売薬さんのすごいところは、品物を先に預けて、使った分だけお金をもらうというシステム=「先用後利(せんようこうり)」と言います。

説明してくださった学芸員の田尻さんも、この販売システムをつくり出した越中売薬さんの魂というか考えというか、そこがすごいんだ、とおっしゃってました。

さらに、仲間組示談というのをつくっているのですが、これが、なんというか、現代の営業マンにそのまま教えたいような内容なんですよ。

訪問地での慣習を大切にしたり、安売りしないようにしたり、仲間の営業に行ってるお家にいかないようにしたり、病気になった仲間を助けたり…と。

ここに来ると、商売の原点がある気がします。

今、現代に必要なのは、「お金」や「もの」ではなく「信頼」なのだと思っております。
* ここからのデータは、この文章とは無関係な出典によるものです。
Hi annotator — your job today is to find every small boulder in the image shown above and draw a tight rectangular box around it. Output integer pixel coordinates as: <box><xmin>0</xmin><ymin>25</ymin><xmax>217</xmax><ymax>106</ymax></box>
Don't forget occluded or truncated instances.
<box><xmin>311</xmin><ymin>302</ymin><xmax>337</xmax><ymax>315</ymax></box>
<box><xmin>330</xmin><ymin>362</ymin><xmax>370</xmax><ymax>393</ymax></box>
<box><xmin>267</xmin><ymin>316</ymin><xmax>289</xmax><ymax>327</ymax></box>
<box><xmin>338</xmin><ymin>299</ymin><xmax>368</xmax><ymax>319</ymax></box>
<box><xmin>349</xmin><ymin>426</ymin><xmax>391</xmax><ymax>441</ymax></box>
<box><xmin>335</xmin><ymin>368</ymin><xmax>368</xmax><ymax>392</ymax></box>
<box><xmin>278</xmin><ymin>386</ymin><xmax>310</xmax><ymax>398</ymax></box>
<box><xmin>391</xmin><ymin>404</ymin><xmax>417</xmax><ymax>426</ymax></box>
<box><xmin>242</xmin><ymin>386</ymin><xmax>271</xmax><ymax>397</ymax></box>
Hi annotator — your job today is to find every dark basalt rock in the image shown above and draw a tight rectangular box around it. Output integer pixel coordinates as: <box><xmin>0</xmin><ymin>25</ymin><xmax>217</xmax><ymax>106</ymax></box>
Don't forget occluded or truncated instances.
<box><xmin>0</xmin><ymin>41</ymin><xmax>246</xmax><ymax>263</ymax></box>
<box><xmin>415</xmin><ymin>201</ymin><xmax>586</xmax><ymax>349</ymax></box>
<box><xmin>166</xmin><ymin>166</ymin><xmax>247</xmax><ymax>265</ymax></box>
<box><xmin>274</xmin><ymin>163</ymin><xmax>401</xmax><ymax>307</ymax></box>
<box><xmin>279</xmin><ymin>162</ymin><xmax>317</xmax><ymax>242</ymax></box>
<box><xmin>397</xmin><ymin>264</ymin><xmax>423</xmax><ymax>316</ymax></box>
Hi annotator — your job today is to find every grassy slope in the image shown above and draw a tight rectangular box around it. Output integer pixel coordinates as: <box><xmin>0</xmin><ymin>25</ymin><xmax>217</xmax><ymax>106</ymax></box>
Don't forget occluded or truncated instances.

即物的な報酬でなく、「お役立ち」の末に得られる報酬には、何倍も価値がある…。

つまり、富山の売薬さんは、いちはやく〝信頼商売〟をやっていた方たちなわけです。

●ドラッカーもいいけど売薬資料館もね

〝信頼商売〟だけじゃないんです。

有名な紙風船をはじめとした、玩具たち。

私たちの親の世代以上の人たちは、売薬さんが来るのを楽しみにしていたんですよね。日本全国の子どもたちが、待ってたんですよ。

田尻さんいわく、売薬さんが来るとたちまち噂が広がったと。

サンタさんの文化が入ってくる前の話。おもちゃもあんまりない時代。…どれだけの熱望と興奮の中で迎え入れられたのでしょうね。

…そう、エンターテインメントの要素も持っている商売。…思えば思うほど、すごい奥深い世界なんですよ、売薬。

バリバリ働いている人なら、絶対、ぐっとくる。
一段落の折り返し地点に来た方も、感じるものがある。

何度行っても、新しい発見があります。

ここは、もはや資料館ではありません。商売の聖地です。マジで。

売薬さん、本当にすごいです。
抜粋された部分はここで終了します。